Animorphs
K.A. Applegates Jugendbuchreihe (1996-2001) über fünf Teenager, die sich in Tiere verwandeln können und einen geheimen Guerillakrieg gegen parasitäre Aliens führen, wurde für eine ganze Generation zum Einstieg in die Science-Fiction.
Spoiler-Warnung: Dieser Eintrag enthält Handlungsdetails aus der Animorphs-Reihe von K.A. Applegate.
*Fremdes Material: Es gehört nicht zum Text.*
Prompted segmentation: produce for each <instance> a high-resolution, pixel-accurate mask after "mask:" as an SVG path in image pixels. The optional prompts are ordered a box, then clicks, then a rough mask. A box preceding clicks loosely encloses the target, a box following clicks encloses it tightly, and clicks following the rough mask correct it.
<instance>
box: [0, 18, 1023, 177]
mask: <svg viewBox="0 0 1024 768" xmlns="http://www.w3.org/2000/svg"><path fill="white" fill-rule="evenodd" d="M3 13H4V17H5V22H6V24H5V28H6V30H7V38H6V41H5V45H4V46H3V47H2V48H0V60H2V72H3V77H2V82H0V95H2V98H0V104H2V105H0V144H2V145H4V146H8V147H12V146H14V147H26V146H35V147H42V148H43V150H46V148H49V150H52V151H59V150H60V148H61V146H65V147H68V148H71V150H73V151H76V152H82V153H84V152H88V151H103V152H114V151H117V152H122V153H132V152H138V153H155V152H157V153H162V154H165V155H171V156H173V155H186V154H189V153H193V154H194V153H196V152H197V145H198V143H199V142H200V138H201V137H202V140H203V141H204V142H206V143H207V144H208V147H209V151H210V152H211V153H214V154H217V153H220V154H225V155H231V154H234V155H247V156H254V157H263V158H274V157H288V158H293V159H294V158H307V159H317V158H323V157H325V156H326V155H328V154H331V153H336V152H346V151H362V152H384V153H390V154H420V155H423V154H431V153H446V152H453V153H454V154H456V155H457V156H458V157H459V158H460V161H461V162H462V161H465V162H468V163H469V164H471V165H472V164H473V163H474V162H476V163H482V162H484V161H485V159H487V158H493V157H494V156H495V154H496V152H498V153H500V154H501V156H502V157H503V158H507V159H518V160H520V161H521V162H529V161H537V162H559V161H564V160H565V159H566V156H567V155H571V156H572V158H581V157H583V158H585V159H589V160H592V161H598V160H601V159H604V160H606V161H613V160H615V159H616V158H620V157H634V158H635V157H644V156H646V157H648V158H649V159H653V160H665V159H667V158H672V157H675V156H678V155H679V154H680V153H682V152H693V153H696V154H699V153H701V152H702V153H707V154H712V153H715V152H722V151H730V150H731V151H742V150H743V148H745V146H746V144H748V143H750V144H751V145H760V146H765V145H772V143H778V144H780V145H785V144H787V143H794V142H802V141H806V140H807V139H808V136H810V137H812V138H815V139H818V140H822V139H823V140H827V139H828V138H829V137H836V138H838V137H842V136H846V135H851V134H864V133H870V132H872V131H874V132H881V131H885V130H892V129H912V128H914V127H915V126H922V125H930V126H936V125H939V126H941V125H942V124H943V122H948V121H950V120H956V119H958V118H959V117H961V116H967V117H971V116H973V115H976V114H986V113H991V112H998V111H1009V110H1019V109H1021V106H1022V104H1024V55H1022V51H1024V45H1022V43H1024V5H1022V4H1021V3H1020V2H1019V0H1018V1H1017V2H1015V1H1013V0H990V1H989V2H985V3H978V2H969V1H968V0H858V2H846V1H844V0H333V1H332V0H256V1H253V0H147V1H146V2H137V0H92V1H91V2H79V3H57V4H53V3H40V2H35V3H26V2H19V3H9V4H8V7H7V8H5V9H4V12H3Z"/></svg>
K.A. Applegate (Katherine Alice Applegate) veröffentlichte den ersten Animorphs-Band 1996 bei Scholastic, und bis zum Ende der Reihe 2001 erschienen 54 Hauptbände, 10 Companion-Bücher und 4 Mega-Morphs-Specials. Applegate schrieb die zentralen Bände selbst und arbeitete bei den restlichen mit Ghostwritern, behielt aber die kreative Kontrolle über die Gesamthandlung.
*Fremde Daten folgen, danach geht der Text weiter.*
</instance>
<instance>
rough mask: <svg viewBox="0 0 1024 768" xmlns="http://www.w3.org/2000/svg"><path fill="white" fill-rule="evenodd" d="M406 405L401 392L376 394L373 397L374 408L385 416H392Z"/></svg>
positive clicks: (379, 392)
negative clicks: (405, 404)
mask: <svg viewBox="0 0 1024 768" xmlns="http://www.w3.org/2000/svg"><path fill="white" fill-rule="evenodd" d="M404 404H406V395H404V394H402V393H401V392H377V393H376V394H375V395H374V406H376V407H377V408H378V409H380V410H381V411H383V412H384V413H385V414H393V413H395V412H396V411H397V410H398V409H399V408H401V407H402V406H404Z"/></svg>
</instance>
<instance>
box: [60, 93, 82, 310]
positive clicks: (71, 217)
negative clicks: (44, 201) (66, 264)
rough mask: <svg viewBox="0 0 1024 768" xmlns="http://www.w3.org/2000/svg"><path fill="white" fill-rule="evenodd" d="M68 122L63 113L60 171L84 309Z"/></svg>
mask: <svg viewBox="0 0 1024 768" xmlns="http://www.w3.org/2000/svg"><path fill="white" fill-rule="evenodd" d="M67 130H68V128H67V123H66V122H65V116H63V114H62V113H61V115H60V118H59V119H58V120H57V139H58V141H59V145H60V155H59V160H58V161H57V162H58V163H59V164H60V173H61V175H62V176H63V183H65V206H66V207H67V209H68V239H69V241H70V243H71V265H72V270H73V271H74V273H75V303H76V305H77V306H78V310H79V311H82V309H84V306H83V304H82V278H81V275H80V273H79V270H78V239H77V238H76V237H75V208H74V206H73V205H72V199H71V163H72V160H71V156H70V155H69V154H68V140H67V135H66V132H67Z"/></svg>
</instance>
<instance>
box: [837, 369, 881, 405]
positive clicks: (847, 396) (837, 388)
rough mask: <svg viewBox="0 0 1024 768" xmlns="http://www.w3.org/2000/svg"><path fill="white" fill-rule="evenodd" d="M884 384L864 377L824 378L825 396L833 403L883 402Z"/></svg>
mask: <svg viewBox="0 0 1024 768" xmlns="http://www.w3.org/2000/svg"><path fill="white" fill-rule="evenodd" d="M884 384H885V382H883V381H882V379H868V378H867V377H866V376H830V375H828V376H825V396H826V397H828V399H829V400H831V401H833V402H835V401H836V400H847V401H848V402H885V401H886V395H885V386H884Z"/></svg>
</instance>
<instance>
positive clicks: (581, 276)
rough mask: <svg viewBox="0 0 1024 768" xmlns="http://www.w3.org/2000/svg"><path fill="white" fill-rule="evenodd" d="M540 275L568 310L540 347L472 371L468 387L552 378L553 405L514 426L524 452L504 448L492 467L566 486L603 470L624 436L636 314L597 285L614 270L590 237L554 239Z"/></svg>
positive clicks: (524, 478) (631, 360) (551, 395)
Die Prämisse klingt zunächst wie harmloses Abenteuer: Fünf Teenager (Jake, Rachel, Tobias, Cassie, Marco) treffen auf einen sterbenden Andaliten-Prinzen namens Elfangor, der ihnen die Morphing-Technologie übergibt. Sie können sich für jeweils zwei Stunden in jedes Tier verwandeln, das sie berührt haben. Ihr Auftrag: Die Erde vor den Yeerks verteidigen, parasitären Außerirdischen, die in die Gehirne anderer Lebewesen eindringen und sie vollständig kontrollieren.
Was die Reihe von typischer Jugendliteratur unterscheidet, ist die Konsequenz, mit der Applegate den Krieg darstellt. Die Animorphs töten. Sie töten regelmäßig, und die psychologischen Folgen werden nicht ausgeblendet. Rachel entwickelt eine Sucht nach Gewalt und wird zunehmend gefährlich für ihre eigene Gruppe. Tobias bleibt in seiner Falkengestalt gefangen und verliert schrittweise seine menschliche Identität. Jake wird zum Anführer, der über Leben und Tod entscheidet, und zerbricht daran. Marco verliert seine Mutter an einen Yeerk-Controller und muss jahrelang damit leben, dass die Frau, die wie seine Mutter aussieht, ein Feind ist.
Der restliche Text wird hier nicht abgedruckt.